Joe Mannath SDB
Two
men in the slum fought. The bitterness reached such a height, that one
of them decided to kill the other. In front of others, in broad
daylight, Santosh went at the other with a huge machete. People around
shrank back, frightened. The enraged Santosh would have chopped up his
enemy, had not a caring woman intervened.
She saw what was happening. She caught
Santosh’s hand, telling him, “Don’t! You are not going to kill him.
Stop!” The angry man could have turned on her and attacked her with the
same knife. Instead, he listened to this caring woman. Then, others
stepped in to help.
The next day, Santosh came to meet the
woman who had prevented a murder, and fell at her feet. “Sister, I came
to thank you. In my anger, I would have killed him. The rest of my life
would have been in jail. What would have happened to my family, and to
his family?”
The woman I am talking about is Sister
Karuna SSpS, who died hardly a week ago, on August 22. Recalling this
incident, she told me, “Father, God gave me courage. I don’t know how I
got the strength to step in and catch Santosh’s arm.”

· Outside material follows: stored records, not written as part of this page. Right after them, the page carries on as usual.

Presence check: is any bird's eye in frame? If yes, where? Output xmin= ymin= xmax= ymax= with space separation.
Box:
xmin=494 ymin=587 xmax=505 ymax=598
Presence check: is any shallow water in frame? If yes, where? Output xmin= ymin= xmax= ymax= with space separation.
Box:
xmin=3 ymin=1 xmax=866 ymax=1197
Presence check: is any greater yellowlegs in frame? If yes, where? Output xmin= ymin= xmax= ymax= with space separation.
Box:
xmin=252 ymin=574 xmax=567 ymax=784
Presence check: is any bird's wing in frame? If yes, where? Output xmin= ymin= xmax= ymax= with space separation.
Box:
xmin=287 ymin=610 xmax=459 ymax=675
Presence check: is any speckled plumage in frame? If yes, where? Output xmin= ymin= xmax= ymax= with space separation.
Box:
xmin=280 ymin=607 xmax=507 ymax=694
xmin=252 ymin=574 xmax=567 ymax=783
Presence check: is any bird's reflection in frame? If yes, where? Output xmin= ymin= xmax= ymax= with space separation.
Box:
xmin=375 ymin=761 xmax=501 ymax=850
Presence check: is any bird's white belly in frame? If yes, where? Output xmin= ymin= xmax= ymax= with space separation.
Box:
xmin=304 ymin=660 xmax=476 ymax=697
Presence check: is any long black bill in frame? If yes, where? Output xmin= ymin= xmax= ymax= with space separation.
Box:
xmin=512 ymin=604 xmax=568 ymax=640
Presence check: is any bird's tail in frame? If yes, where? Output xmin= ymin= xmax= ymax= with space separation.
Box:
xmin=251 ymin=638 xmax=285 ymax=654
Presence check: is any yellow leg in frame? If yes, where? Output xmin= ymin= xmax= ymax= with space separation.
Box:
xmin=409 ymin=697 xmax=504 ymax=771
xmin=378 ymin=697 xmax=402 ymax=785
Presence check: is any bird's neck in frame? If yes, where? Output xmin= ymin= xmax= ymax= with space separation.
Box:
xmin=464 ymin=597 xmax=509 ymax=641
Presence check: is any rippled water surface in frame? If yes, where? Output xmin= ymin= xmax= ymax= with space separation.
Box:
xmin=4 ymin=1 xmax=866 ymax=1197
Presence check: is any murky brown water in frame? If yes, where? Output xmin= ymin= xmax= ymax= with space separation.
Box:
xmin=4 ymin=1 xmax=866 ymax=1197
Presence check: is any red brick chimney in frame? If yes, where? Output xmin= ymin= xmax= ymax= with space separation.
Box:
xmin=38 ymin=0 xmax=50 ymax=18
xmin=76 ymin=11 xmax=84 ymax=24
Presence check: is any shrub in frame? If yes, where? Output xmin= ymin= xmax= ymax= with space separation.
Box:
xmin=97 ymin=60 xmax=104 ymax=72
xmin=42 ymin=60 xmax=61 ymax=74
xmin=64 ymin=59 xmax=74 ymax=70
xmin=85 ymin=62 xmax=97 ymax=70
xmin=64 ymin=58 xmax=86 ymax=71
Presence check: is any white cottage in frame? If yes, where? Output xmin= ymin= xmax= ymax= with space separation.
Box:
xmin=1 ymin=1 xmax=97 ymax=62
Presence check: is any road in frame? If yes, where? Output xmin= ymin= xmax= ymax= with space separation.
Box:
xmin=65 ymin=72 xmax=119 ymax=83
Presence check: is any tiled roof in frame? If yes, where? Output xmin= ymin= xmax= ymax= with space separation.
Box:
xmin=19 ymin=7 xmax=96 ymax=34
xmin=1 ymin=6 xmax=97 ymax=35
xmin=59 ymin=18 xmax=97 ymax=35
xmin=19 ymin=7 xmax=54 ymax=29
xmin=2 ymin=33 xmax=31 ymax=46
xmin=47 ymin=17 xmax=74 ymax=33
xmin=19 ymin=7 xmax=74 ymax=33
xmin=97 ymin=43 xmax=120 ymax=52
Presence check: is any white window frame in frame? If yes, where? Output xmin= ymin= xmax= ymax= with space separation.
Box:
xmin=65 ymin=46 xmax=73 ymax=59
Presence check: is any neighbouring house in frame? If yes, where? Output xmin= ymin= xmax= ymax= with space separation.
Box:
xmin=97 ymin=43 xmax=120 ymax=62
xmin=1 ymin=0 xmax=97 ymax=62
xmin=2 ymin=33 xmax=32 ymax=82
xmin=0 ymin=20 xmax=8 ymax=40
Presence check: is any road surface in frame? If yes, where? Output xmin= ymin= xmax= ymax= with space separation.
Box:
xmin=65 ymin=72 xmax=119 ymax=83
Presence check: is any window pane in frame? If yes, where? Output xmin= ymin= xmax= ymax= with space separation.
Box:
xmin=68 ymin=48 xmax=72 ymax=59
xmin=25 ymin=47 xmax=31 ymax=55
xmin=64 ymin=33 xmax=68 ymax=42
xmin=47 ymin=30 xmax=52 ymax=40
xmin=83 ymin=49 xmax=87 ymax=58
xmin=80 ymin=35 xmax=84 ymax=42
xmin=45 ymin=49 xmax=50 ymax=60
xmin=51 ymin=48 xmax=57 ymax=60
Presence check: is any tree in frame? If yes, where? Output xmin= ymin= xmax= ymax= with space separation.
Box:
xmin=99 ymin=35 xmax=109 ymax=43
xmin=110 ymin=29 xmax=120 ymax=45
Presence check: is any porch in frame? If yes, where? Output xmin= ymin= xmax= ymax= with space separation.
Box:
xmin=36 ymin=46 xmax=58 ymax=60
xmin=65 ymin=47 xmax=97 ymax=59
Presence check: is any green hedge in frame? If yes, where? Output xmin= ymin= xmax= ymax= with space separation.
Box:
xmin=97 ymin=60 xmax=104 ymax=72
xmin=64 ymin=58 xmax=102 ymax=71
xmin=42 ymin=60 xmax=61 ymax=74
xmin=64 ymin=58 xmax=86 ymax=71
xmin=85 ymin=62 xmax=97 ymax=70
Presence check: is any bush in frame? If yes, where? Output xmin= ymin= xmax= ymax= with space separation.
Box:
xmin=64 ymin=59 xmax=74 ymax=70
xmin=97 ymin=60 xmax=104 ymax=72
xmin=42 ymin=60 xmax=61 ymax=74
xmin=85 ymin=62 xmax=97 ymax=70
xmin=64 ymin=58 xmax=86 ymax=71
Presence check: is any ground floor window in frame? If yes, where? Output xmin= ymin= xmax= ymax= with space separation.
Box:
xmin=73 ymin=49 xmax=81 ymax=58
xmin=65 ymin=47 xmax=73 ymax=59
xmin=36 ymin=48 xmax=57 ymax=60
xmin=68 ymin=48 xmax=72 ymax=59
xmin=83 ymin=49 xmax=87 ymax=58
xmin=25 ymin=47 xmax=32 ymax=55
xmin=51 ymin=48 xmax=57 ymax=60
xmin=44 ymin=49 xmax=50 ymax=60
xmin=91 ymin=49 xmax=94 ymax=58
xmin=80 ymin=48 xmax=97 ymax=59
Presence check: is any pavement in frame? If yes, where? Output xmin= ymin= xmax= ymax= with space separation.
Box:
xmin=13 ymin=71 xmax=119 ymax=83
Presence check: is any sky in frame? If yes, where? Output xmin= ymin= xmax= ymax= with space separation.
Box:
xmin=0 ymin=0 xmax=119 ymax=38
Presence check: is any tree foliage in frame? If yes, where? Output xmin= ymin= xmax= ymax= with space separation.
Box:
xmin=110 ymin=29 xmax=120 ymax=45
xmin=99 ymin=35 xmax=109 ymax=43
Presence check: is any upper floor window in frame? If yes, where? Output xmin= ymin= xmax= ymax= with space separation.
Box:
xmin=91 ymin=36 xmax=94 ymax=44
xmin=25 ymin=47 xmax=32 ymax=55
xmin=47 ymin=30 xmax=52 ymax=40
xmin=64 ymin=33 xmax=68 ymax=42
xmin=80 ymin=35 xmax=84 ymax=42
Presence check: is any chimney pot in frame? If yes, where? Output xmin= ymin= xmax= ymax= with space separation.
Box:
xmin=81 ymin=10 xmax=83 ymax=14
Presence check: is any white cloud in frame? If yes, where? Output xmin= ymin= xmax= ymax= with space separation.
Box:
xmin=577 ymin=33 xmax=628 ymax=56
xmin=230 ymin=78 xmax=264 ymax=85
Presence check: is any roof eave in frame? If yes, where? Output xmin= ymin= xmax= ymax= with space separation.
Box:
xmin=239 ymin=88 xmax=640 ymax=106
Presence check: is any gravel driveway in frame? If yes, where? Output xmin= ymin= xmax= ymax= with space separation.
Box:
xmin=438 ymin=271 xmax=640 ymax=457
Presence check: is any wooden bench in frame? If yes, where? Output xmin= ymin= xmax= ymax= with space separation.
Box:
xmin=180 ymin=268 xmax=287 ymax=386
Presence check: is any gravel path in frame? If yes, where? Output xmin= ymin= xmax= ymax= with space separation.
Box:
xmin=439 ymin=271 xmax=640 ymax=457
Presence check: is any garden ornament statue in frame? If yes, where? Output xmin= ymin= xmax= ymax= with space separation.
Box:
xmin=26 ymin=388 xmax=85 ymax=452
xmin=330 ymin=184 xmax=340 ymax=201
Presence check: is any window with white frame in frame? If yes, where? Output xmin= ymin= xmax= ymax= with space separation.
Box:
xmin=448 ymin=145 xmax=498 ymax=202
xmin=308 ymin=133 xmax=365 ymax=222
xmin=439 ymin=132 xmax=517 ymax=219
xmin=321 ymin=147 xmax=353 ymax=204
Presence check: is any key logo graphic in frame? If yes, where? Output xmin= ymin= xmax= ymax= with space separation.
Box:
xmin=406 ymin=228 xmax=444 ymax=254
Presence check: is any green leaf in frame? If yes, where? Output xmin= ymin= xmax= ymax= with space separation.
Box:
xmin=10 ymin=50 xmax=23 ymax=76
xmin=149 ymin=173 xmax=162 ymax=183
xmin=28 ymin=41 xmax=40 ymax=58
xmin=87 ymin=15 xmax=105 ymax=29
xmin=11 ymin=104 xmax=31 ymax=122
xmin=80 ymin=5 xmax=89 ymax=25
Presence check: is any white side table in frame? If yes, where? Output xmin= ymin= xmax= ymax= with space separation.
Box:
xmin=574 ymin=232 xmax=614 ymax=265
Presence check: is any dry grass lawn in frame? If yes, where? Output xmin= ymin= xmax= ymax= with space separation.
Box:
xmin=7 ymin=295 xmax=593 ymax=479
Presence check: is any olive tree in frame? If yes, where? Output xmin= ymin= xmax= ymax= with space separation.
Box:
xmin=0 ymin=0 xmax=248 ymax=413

Karuna: those who knew her felt the name
suited her. She was truly a deeply compassionate human being. One of
the most helpful people I have met, who reached out and helped, and did
it so cheerfully. Her laughter lit up our CRI House in Delhi. I crack
jokes a lot, and Karuna would have the heartiest laughter. Whenever I
needed to get something, e.g., a SIM card, Karuna would come with me to
the shop. All the shopkeepers knew her, and would greet her, smiling,
“Sister!” She knew especially the “little people” nearby—the small
shopkeepers, the tailor on the street, the families with problems, the
sick people in the neighbourhood.
I have heard how, on one of her
transfers, people at the railway station wondered who this woman was,
since hundreds of people, especially women from the slums, came to see
her off, many of them in tears.
We were lucky to have a committed
visionary to head the newly formed wing of our national CRI, called
CRISEC (S-E-C standing for socio-economic concerns). Karuna was no
arm-chair leader, but someone very close to the people who suffered.
Thus, after the Kandhammal atrocities against Christians, she went there
personally, living among the people, dressed like them.
It looks as if God prepared Karuna for
her final journey. Her father, to whom she was very attached, passed
away two months ago (his funeral was exactly two months before hers).
After returning to Delhi, she went to Patna for her annual retreat. She
told me: “I want to spend time with God and with my father.” She came
back to Delhi happy and relaxed, strengthened by her retreat experience.
When she travelled to Mumbai on August 7th to take part in a meeting
organized by Streevani, no one ever imagined that would be her last
earthly journey. Except for a cold and slight cough, Karuna was her
usual self—cheerful, full of life, enthusiastic.
Karuna is a fine example of how to
combine a larger vision and ideal—justice, service of the poor,
commitment to religious goals—with tender, cheerful attention to the
individual human beings around her. It is so easy to talk of big things
and forget to care for the concrete persons around us, or to get lost in
activity and lose the vision and the love that energizes.
Just yesterday, some one told me that
her favourite Bible passage was Micah 6:8: “This is what Jahweh asks of
you—that your act justly, that you love tenderly, that you walk humbly
with your God.”
A happy religious, a woman of faith,
ready to forgive and start again, eager to be of service. We at CRI will
miss her radiant presence, her sisterly concern for each of us, her
common sense and humour , her heartfelt religious convictions, her
prayerful spirit. Our neighbours and visitors will miss her loving touch
and cheer. How much more she will be missed by her religious
congregation and by those for whom and with whom she worked for a much
longer time!
Thank you, God, for the gift of Karuna to us and to the world for fifty-one years!
Thank you, Karuna, for your loving,
radiant witness. We need many more human beings like you. We need more
religious of your caliber, conviction and joy. You stood up for justice,
you loved tenderly, you walked humbly and joyfully with your God.